Python writelines() and write() huge time difference

17,231

Solution 1

file.writelines() expects an iterable of strings. It then proceeds to loop and call file.write() for each string in the iterable. In Python, the method does this:

def writelines(self, lines)
    for line in lines:
        self.write(line)

You are passing in a single large string, and a string is an iterable of strings too. When iterating you get individual characters, strings of length 1. So in effect you are making len(data) separate calls to file.write(). And that is slow, because you are building up a write buffer a single character at a time.

Don't pass in a single string to file.writelines(). Pass in a list or tuple or other iterable instead.

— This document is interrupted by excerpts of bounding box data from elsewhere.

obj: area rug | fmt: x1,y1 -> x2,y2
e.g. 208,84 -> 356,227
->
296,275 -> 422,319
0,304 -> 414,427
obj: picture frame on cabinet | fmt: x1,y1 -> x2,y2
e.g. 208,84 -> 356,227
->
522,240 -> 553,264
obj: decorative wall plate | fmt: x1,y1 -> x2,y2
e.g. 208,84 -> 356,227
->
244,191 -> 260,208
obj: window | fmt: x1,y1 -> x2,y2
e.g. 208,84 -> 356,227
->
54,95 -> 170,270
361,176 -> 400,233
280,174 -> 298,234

You could send in individual lines with added newline in a generator expression, for example:

 myWrite.writelines(line + '\n' for line in new_my_list)

Now, if you could make clean_data() a generator, yielding cleaned lines, you could stream data from the input file, through your data cleaning generator, and out to the output file without using any more memory than is required for the read and write buffers and however much state is needed to clean your lines:

with open(inputPath, 'r+') as myRead, open(outPath, 'w+') as myWrite:
    myWrite.writelines(line + '\n' for line in clean_data(myRead))

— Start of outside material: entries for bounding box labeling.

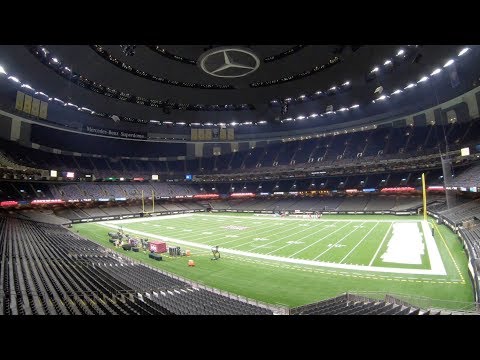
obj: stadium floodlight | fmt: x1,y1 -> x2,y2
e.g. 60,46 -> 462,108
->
443,59 -> 454,67
20,84 -> 35,91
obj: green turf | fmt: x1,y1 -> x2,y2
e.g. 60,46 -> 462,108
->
74,214 -> 473,308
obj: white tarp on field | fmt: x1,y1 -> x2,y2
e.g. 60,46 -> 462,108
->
381,222 -> 425,265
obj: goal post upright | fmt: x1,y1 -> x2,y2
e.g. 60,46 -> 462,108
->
422,173 -> 427,221
152,190 -> 155,213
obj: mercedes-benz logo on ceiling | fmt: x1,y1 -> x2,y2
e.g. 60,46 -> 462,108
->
198,47 -> 260,78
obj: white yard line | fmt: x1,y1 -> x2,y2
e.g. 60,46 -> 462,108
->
242,219 -> 332,251
368,222 -> 393,266
214,224 -> 291,249
206,213 -> 422,222
340,222 -> 380,263
288,221 -> 353,258
313,222 -> 364,260
266,221 -> 338,255
97,222 -> 444,275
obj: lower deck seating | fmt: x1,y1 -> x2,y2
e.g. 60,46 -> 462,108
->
0,216 -> 272,315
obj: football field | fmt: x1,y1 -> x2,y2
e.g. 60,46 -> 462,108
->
75,213 -> 473,306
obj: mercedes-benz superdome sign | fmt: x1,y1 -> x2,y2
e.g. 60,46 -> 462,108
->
83,125 -> 147,140
198,46 -> 260,78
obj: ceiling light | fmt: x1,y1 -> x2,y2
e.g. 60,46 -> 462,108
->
443,59 -> 453,67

In addition, I'd consider updating clean_data() to emit lines with newlines included.

Solution 2

as a complement to Martijn answer, the best way would be to avoid to build the list using join in the first place

Just pass a generator comprehension to writelines, adding the newline in the end: no unnecessary memory allocation and no loop (besides the comprehension)

myWrite.writelines("{}\n".format(x) for x in my_list)

Solution 3

'write(arg)' method expects string as its argument. So once it calls, it will directly writes. this is the reason it is much faster. where as if you are using writelines() method, it expects list of string as iterator. so even if you are sending data to writelines, it assumes that it got iterator and it tries to iterate over it. so since it is an iterator it will take some time to iterate over and write it.

Is that clear ?

Share:
17,231
Arjun Balgovind
Author by

Arjun Balgovind

Updated on June 15, 2022

Comments

  • Arjun Balgovind
    Arjun Balgovind almost 2 years

    I was working on a script which reading a folder of files(each of size ranging from 20 MB to 100 MB), modifies some data in each line, and writes back to a copy of the file.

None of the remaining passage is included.